The next shift Frank is paired with his third partner Tom Wolls, an enthusiastic man with violent tendencies. At this point Frank is slowly beginning to lose his mind - while tending to a suicidal junkie Frank manages to scare the patient away. The pair are then called to Cy's drug den where another shooting has occurred, and find Cy impaled on a railing, having attempted to jump to safety. Frank holds on to Cy as the other emergency services cut the railing but Cy and Frank are nearly flung off the edge before being pulled back up. Cy then thanks Frank for saving his life - the first patient Frank has saved in months. Afterwards Frank agrees to help Tom beat up Noel, but Frank is distracted and Noel flees into an area beneath the houses. Tom and Frank chase after Noel but Frank starts to hallucinate again, snapping out of it just as he comes upon Tom beating Noel with his baseball bat. During his second visit to Mr. Burke, the voice again pleads to let him die, and this time Frank removes Burke's breathing apparatus causing him to enter cardiac arrest, ending his life. Frank then heads to Mary's apartment to inform her, and she seems to accept her father's death. Frank is invited in, falling asleep at Mary's side.

Cast

Reception

Critical response

The film was well received by critics and holds a 71% "Certified Fresh" rating on Rotten Tomatoes, based on 105 reviews. The site's consensus reads, "Stunning and compelling. Scorsese and Cage succeed at satisfying the audience."[6] Roger Ebert gave it a perfect four-star rating, writing, "To look at Bringing Out the Dead—to look, indeed, at almost any Scorsese film—is to be reminded that film can touch us urgently and deeply."[7]

Box office

Bringing Out the Dead debuted at #4 in 1,936 theatres with a week-end gross of only $6,193,052. Produced at a budget of $32 million but generating a revenue of just $16.7 million, the film was a box office bomb.

References

  1. "Bringing Out the Dead (18)". British Board of Film Classification. November 15, 1999. Retrieved August 31, 2016.
  2. "Bringing Out the Dead (1999)". Retrieved March 11, 2017.
  3. "Bringing Out the Dead (1999)". boxofficemojo.com.

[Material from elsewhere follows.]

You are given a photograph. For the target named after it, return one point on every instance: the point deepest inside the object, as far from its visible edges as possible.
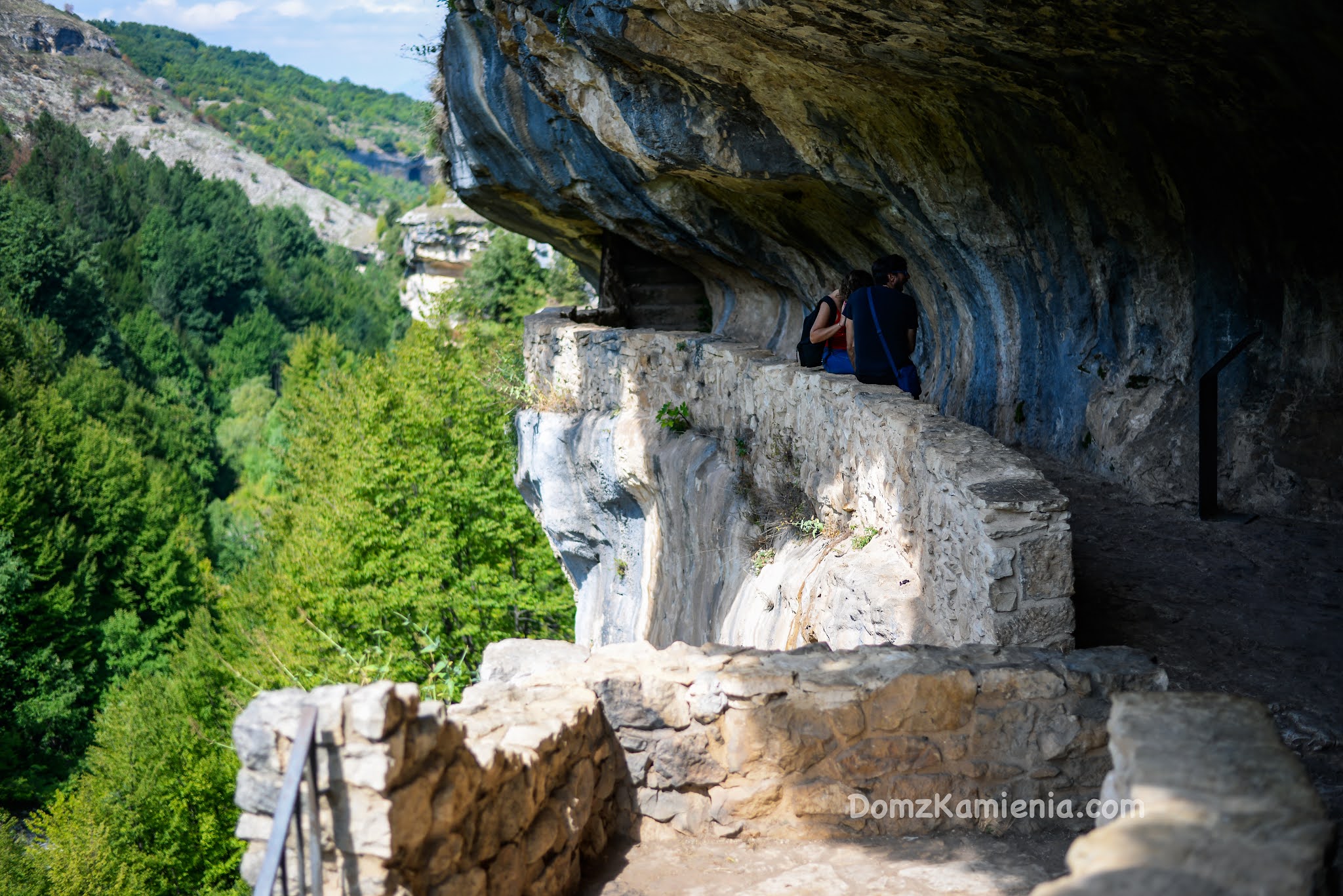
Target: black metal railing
(1208, 430)
(302, 766)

Retrieved March 11, 2017.
  4. Washburn, Lindy (February 27, 2000). "To Hell And Back in an Ambulance – Author Chronicles A Medic's Wild Ride Between Death And Saving Lives". The Record. Bergen County, New Jersey. Retrieved January 25, 2010.
  5. McClurg, Jocelyn (March 1, 1998). "'Bringing Out The Dead' Vivid, Out Of Control". Hartford Courant. Hartford, Conn. p. G.2. Retrieved January 25, 2010.
  6. "Bring Out the Dead Reviews". Rotten Tomatoes. Flixster. Retrieved 2010-02-16.
  7. "Bringing Out the Dead". rogerebert.suntimes.com. October 22, 1999. Retrieved January 4, 2011.